5 ways to give your content legs
If time is money, then making the best use of your time is all about getting more bang for your buck. Killing two birds with one stone, stretching your ideas, and giving your content LEGS! And this is what we’re talking about today.
1. Split ideas into more than one piece of content
The first way you can make more than one piece of content is to split your ideas up. When writing blog posts, planning your videos, or sharing your images, ask yourself, “can this actually be more than one piece of content?” Each item you cram together is going to dilute the power that each item holds in and of itself.
Written: Split topics into parts and spread out the sharing of that information.
Photographic: Share images one at a time. You might be dying to show your audience a whole luscious gallery of images from a recent event, but—hear me out—what if you scheduled them out one by one and use them as opportunities to unfurl a beautiful narrative, or to share the value propositions for your company’s brand? If that event has a blog post or article with more of the images, you can use each photo you post to social media channels as an opportunity to drive traffic to that place where they can see everything at once.
Video: Dedicate each video to a topic rather than attempting to cram all that info into one video.
2. Masterpieces and micro pieces
Another example of splitting your content up is taking a masterpiece and sectioning out micro-stories that stand alone as strong-enough pieces of content. And then using those tid-bits to point users back to the masterpiece from which they were extracted.
For example, the masters of your podcast land in your audience’s podcast app every Monday. How about on Wednesday and Friday, post snack-sized sound bites to drive traffic to the whole episode. I use Wavve to make these.
3. Fit-for-Platform
When planning your content, be aware that some ideas are perfect for only one platform while others can be adapted to feel as though they were created for each platform.
When I was in ad school, we learned that an advertising concept is strong if it could be communicated only in print. As a video producer, all of my ideas were complicated stories to be fleshed out as TV commercials or web videos and I was consistently being redirected to refine, refine, refine my ideas into something so simple and powerful that they could be communicated first as print and later as TV commercials or radio spots if that was necessary.
This really trained my brain to think in terms of how to tell one story in many different ways depending on the way your audience is accessing the content at that moment. It’s about reaching them not with just great content, but content that is in context for them.
4. Recycled Content
The easiest way you can amplify previously published content is to publish it again.
Another option is the ICYMI (incase you missed it) method:
Day 1 | Publish a piece of content. Amplify it through your other channels.
Day 2 | Publish an ICYMI post to drive new traffic to the piece you amplified yesterday
Algorithms mean that most of your Facebook, Instagram, or Twitter followers probably didn’t see it the first time anyway and if they did, seeing it again reminds them that they wanted to view it before but didn’t have time. Or they want to read it again. I have never been annoyed by seeing content twice.
Another way to recycle content is to go into your archives and backlog of previously published content and share it again. You can simply share it as if it were new or create a new piece of content that’s an updated version that drives traffic back to the first time you spoke about that thing.

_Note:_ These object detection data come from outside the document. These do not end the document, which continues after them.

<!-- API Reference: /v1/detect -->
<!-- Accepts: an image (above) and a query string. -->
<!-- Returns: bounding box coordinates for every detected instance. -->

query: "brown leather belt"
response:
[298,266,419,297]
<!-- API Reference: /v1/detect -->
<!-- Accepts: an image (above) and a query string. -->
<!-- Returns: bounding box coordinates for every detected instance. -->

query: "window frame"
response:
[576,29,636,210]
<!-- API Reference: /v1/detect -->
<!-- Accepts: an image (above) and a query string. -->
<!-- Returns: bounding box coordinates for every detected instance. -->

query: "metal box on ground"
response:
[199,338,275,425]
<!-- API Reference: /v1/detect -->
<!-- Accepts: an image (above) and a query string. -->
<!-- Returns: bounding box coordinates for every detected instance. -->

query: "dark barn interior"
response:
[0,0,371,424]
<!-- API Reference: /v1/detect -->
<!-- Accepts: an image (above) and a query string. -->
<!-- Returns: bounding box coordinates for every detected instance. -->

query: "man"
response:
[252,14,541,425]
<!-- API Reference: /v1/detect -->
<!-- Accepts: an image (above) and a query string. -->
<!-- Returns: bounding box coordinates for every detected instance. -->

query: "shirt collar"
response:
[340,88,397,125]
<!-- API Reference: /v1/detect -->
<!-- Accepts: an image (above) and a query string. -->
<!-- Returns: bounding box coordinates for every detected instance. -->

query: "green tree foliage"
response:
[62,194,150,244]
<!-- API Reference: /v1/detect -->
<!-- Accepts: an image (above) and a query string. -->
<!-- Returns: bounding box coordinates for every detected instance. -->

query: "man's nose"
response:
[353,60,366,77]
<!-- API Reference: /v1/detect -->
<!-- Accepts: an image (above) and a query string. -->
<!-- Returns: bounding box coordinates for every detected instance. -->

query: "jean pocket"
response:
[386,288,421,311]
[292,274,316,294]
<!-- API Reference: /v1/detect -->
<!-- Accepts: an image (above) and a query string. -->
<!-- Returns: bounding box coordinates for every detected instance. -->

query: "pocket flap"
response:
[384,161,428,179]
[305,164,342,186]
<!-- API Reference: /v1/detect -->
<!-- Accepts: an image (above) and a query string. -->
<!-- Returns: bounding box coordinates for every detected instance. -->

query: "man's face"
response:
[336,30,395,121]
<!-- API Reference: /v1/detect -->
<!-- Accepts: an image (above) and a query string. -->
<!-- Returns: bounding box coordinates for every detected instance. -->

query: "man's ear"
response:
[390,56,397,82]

For this reason, I don’t show publishing dates on my written content.
5. Treat your blog like a Wiki
Any time I use a phrase or talk about something I’ve talked about before, I turn that into a link to the original content. I do this for many reasons:
If users are wondering what you mean about something, and you’ve already defined that in the past, you don’t want them to leave your platform to go searching for that information. Fill your content with internal links.
This is also useful if you want to show the richness of your expertise. Whether users click on those links or not, it still displays the vast amounts of information users can hope to access on your platform. It says, “We’ve been at this for a while and you can trust us”.
Tip: when I create these links, I make sure that they will open in a new tab for users. This means they don’t go down a rabbit hole and forget where they started. I ESPECIALLY do this when the link drives them outside my own site.
Those are 5 ways you can stretch your ideas, give more life to your content, get more bang for your time-is-money buck and give your content legs.